On the other hand, you could hire a freelancer or dev shop to handle your project. This can be an expensive proposition; high quality developers often bill more than $100 per hour. That’s $4000 for a full 40-hour work week. But, given the value that many mobile apps deliver, this can certainly be money well spent.
How Complex Is the Project?
If you are outsourcing the work to a development company like OTS Solutions, how much you pay them will depend largely on the complexity of the project.
Many times, the mobile apps that clients ask for are relatively simple. If you don’t need much graphic design, and your app doesn’t include lots of interactivity, it might only take a few weeks to make.
On the other hand, apps that require lots of design work, and include many interactive elements (like games, forms, purchases, etc.) can require hundreds of hours of work. And on top of design and development, complex projects also require more project management and QA work.
It’s very common for complex apps to cost tens of thousands of dollars. But again, if you are developing apps that have high value for your organization, that price could be a fantastic investment.
No matter the size of your budget, you’ll want to do everything possible to minimize the final cost. And there are a number of effective approaches to limiting the cost of software development, without sacrificing features or quality. Below are some of the most important ones to consider.
DIY Project Management
Even if your organization doesn’t have developers in house, it’s likely that you do have employees with project management expertise. Leveraging their time can be an effective way of limiting the price you pay outside freelancers. Tight project management will keep the work on pace, and reduce the time developers have to waste figuring out exactly what is expected of them.
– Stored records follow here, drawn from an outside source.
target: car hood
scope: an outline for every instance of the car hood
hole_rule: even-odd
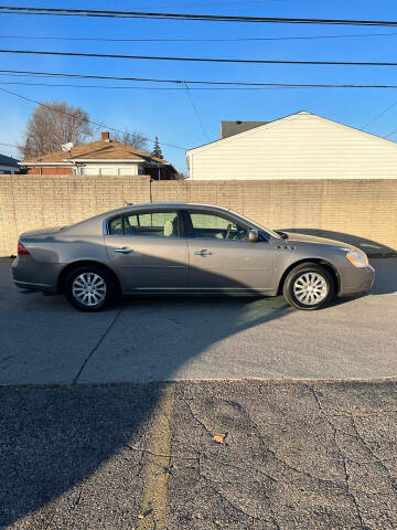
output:
[[[283,231],[285,232],[285,231]],[[309,234],[298,234],[296,232],[285,232],[288,235],[287,241],[293,241],[297,243],[314,243],[316,245],[326,245],[337,248],[352,248],[357,250],[355,246],[350,245],[347,243],[343,243],[342,241],[336,240],[329,240],[326,237],[319,237],[316,235],[309,235]]]

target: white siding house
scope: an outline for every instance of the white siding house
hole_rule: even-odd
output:
[[[186,158],[191,180],[397,178],[397,144],[305,110],[190,149]]]

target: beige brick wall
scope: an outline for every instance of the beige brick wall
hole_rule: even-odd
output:
[[[1,176],[0,256],[28,230],[66,225],[125,202],[230,208],[270,227],[318,229],[397,248],[397,180],[160,181],[148,177]]]

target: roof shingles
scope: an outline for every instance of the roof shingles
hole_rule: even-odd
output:
[[[42,157],[23,160],[21,165],[60,163],[73,160],[144,160],[147,162],[163,163],[170,162],[161,158],[152,157],[149,152],[140,151],[133,147],[126,146],[116,140],[98,140],[83,146],[75,146],[71,151],[55,151]]]

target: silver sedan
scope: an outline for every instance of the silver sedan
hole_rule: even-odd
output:
[[[64,293],[95,311],[119,295],[283,294],[298,309],[371,289],[366,255],[337,241],[272,231],[219,206],[129,205],[20,236],[23,289]]]

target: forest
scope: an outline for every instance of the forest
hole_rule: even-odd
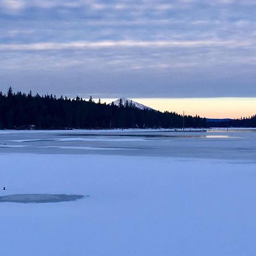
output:
[[[185,115],[185,127],[206,127],[207,120]],[[0,129],[71,129],[115,128],[182,128],[183,117],[174,112],[139,109],[132,104],[118,106],[71,99],[52,94],[0,92]]]

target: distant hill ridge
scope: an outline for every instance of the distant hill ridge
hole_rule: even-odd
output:
[[[119,98],[117,100],[115,100],[115,101],[113,101],[113,103],[114,103],[114,105],[115,105],[115,106],[119,106],[120,100],[121,100],[123,106],[125,106],[126,105],[126,102],[127,102],[129,106],[130,106],[131,104],[134,108],[137,108],[137,109],[142,110],[146,109],[148,110],[155,110],[155,109],[153,109],[152,108],[145,106],[144,105],[143,105],[141,103],[137,102],[136,101],[133,101],[132,100],[125,97]],[[111,105],[112,104],[112,103],[110,103],[110,105]]]

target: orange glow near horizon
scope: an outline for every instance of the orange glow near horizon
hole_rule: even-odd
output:
[[[110,103],[117,99],[105,98]],[[169,111],[209,118],[238,118],[256,114],[256,98],[132,98],[162,112]]]

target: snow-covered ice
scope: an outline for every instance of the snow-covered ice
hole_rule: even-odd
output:
[[[0,196],[85,196],[0,204],[1,255],[253,255],[255,143],[251,130],[0,132]]]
Create a Clear Project Plan
On a similar note, creating a definitive, comprehensive project plan before hiring freelancers will not only save you headaches and heartbreak, it can also save you thousands of dollars.
For those without experience making applications, it’s normal to assume that most of the work consists of actual coding time. But in fact, things like requirements analysis and drafting design specs can be equally challenging, and eat up a huge portion of your budget. If you do your homework first and keep that work in house, you can easily save 25% or more on your outsourcing costs.
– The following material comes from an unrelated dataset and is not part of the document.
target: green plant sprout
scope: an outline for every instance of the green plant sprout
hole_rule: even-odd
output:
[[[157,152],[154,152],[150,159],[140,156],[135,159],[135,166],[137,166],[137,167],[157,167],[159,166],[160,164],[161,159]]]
Limit Feedback and Revisions
Once you start to receive design mocks and prototypes, you will undoubtedly have ideas on how they could improve, and your project plan should account for revision time. However, you should be mindful revisions to a features (particularly once coding has started) can double or triple the time involved, and multiply your costs accordingly.
So when offering feedback, be sure to ask yourself how important your requests really are. If they are “nice to have” but not essential, consider holding your tongue and saving yourself some serious money.
Take an Iterative Approach
Lastly, many clients begin software projects with bloated lists of requirements that include numerous features their users don’t really need. This is a recipe for frustration, and perhaps more importantly, a surefire way to waste money.
Rather than attempting to build you dream application right out of the gates, consider aiming for an MVP—minimum viable product—instead. Ask yourself which one or two features are absolutely critical for the initial success of your project, and see if you can scale back your plans to just those items.
If you do decide to build an MVP, it can be especially helpful to work with a dev shop like OTS Solutions. Experienced developers have a sharp eye for “scope creep,” and their input will help you determine which features you really need, and which can wait until after your app becomes a hit.
The Bottom Line
As is often the case, you get what you pay for when it comes to mobile app development, and quality isn’t cheap. Whether you pay hourly or flat price your project, you should expect an effective hourly rate of $100, if not more. If that seems steep at first, don’t worry. There are many ways to control your total costs, and a well made app will pay for itself over time.